TikTok, però, prende le distanze. Il Ceo della piattaforma, Shou Zi Chew, ci ha tenuto a sottolineare con una nota che la cattiva condotta dei 4 dipendenti «non è rappresentativa dei principi dell’azienda». E ha annunciato che «la società continuerà a migliorare i protocolli di accesso, che sono già stati migliorati e rafforzati» da quando è scoppiato il caso dei licenziamenti.
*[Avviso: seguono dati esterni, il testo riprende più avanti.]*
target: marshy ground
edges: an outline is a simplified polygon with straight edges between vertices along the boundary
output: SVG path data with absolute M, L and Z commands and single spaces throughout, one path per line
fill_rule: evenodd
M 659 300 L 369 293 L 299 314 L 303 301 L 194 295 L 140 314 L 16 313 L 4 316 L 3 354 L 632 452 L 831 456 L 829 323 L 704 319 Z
La crociata contro l’app va (in realtà) avanti da tempo
Questi licenziamenti rientrano nel lungo dibattito in merito alla presunta scarsa sicurezza dei dati degli utenti della piattaforma. Nelle ultime settimane, infatti, diversi Stati americani hanno vietato l’uso di TikTok sui dispositivi governativi per motivi di sicurezza nazionale. Lo scorso martedì, 20 dicembre, il senatore repubblicano Marco Rubio ha presentato un disegno di legge bipartisan per vietare l’app. Proposta normativa seguita poco dopo da un’altra del parlamentare repubblicano Mike Gallgher e del democratico Raja Krishnamoorthi. Secondo Gallagher, continuare a permettere a TikTok di operare negli States «sarebbe come aver permesso all’Urss di acquistare il New York Times, il Washington Post e le principali reti radiotelevisive durante la Guerra fredda». Il primo ad avviare la crociata americana contro la piattaforma è stato l’ex presidente americano Donald Trump che nel 2020 ha provato a bloccare sia WeChat che TikTok ai cittadini statunitensi, ma senza riuscirci.
L’università che ha bannato TikTok
ByteDance pensava di essersi lasciata alle spalle i tentativi di ban dell’era trumpiana. Ma la questione è tornata al centro del dibattito e in questo clima di scetticismo iniziano a mobilitarsi anche le università. In particolare, un istituto dell’Oklahoma ha di recente inviato una circolare agli studenti e al personale annunciando che non potranno più accedere all’app con la rete wi-fi dell’istituto e con i loro dispositivi.
E in Europa?
Scetticismo anche dalll’Ue. La Commissione europea, lo scorso mese, ha fatto sapere che si è messa in allerta per alcune pratiche poco trasparenti della piattaforma. A confermarlo la stessa presidente Ursula von der Leyen, dopo essere stata sollecitata con una lettera da alcuni eurodeputati, tra cui gli italiani Carlo Fidanza di Fratelli d’Italia e Susanna Ceccardi della Lega. Nel testo venivano segnalati alla presidente alcuni trasferimenti di dati dei cittadini europei alla Cina. E von der Leyen ha spiegato che la piattaforma è stata sottoposta ad alcune inchieste interne per capire la conformità di questi trasferimento con il GDPR. Mentre in Norvegia, nelle scorse settimane, erano piovute critiche sulla ministra della Giustizia, Emilie Enger Mehl, accusata di scarsa cautela per essere sbarcata sulla piattaforma da oltre un miliardo di utenti senza prima consultarsi con le autorità di sicurezza del Paese.